3. Consider the Gini index, classification error, and cross-entropy in a simple classification setting with two classes. Create a single plot that displays each of these quantities as a function of ˆpm1. The xaxis should display ˆpm1, ranging from 0 to 1, and the y-axis should display the value of the Gini index, classification error, and entropy. Hint: In a setting with two classes, \(pˆm1 = 1 − pˆm2\). You could make this plot by hand, but it will be much easier to make in R.
p = seq(0, 1, 0.01)
gini.index = 2 * p * (1 - p)
class.err = 1 - pmax(p, 1 - p)
cross.entr = - (p * log(p) + (1 - p) * log(1 - p))
matplot(p, cbind(gini.index, class.err, cross.entr), col = c("red", "green", "blue"))
8.In the lab, a classification tree was applied to the Carseats data set after converting Sales into a qualitative response variable. Now we will seek to predict Sales using regression trees and related approaches, treating the response as a quantitative variable.
library(ISLR)
library(rpart)
library(caret)
library(tree)
library(randomForest)
(a) Split the data set into a training set and a test set.
attach(Carseats)
set.seed(2)
sample.car=sample(nrow(Carseats),nrow(Carseats)*0.7)

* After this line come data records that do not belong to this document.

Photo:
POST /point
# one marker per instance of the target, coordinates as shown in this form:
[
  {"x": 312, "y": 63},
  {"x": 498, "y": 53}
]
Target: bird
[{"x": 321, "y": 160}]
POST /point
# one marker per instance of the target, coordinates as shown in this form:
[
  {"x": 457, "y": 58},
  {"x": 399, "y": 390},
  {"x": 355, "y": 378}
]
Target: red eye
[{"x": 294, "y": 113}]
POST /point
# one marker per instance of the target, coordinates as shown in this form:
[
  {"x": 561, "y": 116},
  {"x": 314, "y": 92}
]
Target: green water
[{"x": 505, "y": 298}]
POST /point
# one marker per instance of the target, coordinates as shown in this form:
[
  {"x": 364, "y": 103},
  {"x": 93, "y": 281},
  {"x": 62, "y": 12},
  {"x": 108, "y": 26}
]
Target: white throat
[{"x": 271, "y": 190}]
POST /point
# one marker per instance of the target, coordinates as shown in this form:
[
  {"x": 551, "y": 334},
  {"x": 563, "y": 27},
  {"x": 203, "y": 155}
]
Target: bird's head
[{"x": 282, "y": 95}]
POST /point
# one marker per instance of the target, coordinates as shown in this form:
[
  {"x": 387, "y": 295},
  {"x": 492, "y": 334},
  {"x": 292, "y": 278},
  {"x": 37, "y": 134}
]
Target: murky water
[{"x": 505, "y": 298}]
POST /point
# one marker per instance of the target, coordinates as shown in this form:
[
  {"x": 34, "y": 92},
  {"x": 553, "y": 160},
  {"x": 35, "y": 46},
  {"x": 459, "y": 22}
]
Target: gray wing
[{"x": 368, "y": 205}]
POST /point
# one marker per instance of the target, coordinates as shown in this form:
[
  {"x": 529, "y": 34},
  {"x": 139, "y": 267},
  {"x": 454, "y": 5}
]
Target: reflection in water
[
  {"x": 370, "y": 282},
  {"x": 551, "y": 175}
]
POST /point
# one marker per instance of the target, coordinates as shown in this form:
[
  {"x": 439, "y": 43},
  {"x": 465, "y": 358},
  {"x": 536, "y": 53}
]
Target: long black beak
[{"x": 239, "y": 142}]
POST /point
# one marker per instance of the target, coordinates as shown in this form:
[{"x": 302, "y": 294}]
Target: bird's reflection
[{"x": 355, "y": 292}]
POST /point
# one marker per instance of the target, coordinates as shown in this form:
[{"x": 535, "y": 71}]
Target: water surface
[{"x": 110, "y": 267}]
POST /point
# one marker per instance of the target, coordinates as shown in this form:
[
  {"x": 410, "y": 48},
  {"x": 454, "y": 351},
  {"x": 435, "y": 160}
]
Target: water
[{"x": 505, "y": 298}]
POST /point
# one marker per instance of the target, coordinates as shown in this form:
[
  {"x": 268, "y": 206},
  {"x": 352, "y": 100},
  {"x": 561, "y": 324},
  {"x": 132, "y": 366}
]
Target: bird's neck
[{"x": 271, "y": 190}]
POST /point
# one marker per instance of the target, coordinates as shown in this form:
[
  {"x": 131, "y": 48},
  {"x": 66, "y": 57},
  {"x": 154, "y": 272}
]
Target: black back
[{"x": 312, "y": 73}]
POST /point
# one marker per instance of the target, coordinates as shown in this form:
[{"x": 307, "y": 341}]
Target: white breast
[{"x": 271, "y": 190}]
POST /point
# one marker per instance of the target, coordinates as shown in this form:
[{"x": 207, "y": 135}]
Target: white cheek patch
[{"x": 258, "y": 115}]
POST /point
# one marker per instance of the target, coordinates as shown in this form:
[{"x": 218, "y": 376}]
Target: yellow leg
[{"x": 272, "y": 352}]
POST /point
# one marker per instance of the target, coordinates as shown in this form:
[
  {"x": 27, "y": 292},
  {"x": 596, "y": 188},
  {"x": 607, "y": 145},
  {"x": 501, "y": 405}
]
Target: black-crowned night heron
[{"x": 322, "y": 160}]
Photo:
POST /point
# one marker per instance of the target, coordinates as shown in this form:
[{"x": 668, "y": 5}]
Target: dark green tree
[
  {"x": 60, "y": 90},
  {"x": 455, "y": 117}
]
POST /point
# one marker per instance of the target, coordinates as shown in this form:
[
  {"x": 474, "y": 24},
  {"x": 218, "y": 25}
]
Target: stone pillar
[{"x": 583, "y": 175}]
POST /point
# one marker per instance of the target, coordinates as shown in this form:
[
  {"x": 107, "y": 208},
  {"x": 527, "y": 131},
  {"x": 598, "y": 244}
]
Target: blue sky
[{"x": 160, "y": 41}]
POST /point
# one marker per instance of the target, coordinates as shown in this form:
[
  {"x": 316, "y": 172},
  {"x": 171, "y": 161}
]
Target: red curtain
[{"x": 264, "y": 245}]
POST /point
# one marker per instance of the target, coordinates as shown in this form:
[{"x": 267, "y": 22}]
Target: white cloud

train.car=Carseats[sample.car,]
test.car=Carseats[-sample.car,]
(b) Fit a regression tree to the training set. Plot the tree, and interpret the results. What test error rate do you obtain?
model.car = tree(Sales~.,train.car)
summary(model.car)
##
## Regression tree:
## tree(formula = Sales ~ ., data = train.car)
## Variables actually used in tree construction:
## [1] "ShelveLoc" "Price" "CompPrice" "Age" "Advertising"
## Number of terminal nodes: 15
## Residual mean deviance: 2.318 = 614.3 / 265
## Distribution of residuals:
## Min. 1st Qu. Median Mean 3rd Qu. Max.
## -4.00300 -1.13400 -0.04134 0.00000 1.01500 4.16000
plot(model.car)
text(model.car,pretty = 0)
prediction.tree = predict(model.car,newdata=test.car)
mean((test.car$Sales-prediction.tree)^2)
## [1] 4.805327
Based on our model above our test MSE was at 4.805327
(c) Use cross-validation in order to determine the optimal level of tree complexity. Does pruning the tree improve the test error rate?
set.seed(3)
cv.car=cv.tree(model.car)
plot(cv.car$size,cv.car$dev,xlab = "Tree size" , ylab= "Deviance" , type = "b")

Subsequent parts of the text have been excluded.